After acquiring Phillies second baseman Chase Utley on Wednesday for the stretch run of the 2015 season, the Los Angeles Dodgers crept very close to becoming the first MLB team with a $300 million luxury-tax payroll.
Utley will be paid $2.13 million for the remainder of the season, raising the team’s luxury tax payroll to roughly $298.5 million, Any bonuses for other players or award bonuses post-season will push the Dodgers over $300 million.
Luxury tax payrolls are comprised of totaling the average annual values of contracts for the team plus team benefits including health and pension plans, as well as payroll, unemployment and Social Security taxes the teams pay. The Dodgers luxury tax payroll includes roughly $40 million paid to players who have left the team.
Baltimore Orioles All-Star outfielder Adam Jones was unimpressed, telling ESPN, “That’s fine. They haven’t won the championship. You still have to play between the lines — same thing with the Yankees in the ’90s and 2000s. It’s baseball, man. Our union is tough enough to fight for our rights, and we don’t have a salary cap. Los Angeles is the second-biggest city in the United States. They can support it. I don’t have to pay it!”

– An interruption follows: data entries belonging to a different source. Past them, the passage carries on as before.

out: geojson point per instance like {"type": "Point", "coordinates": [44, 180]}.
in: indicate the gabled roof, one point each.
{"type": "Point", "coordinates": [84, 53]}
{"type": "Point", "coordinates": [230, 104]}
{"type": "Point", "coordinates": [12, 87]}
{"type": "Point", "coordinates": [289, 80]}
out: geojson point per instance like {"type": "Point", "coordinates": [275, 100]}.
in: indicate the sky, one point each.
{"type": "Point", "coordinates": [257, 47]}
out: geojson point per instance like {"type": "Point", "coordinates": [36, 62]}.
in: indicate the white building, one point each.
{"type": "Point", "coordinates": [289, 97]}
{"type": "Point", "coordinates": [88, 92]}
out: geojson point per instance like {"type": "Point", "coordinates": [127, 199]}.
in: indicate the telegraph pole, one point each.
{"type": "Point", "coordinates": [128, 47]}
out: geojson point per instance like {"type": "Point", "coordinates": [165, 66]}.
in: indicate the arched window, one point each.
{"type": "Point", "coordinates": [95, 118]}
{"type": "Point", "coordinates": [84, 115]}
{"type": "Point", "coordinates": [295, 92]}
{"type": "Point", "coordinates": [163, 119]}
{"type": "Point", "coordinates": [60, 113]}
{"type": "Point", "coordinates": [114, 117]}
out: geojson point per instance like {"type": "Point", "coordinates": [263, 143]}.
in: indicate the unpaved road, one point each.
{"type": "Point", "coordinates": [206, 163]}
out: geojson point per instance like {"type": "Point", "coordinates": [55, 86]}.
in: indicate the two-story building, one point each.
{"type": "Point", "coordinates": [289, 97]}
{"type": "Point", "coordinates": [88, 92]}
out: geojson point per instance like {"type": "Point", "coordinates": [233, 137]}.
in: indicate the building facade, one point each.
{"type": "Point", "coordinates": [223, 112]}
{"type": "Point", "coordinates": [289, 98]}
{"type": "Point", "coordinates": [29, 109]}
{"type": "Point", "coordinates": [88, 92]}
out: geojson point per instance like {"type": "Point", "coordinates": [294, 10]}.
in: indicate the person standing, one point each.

The Dodgers will pay taxes of about $44 million, surpassing the record tax bill of the 2005 Yankees, who paid $34 million. Last year, the Dodgers paid $26.6 million for their $277.7 million tax payroll.
The Dodgers’ 2015 payroll includes these season salaries:
Clayton Kershaw: $30 million
Zack Greinke: $23 million
Carl Crawford: $20.5 million
Adrian Gonzales: $20 million
Andre Ethier: $18 million
Brandon McCarthy: $17 million
Jimmy Rollins: $10 million
Brett Anderson: $10 million
Howie Kendrick: $9.5 million
Kenley Jansen: $7. 425 million
Yasel Puig: $4.5 million
A. J. Ellis: $4.25 million
Alex Guerrero and J.P. Howell: $4 million
Utley has bounced back strongly from his early-season woes. In the first 65 games he played, he batted .179. But in the last eight games since returning from injury, he has batted a red-hot .484.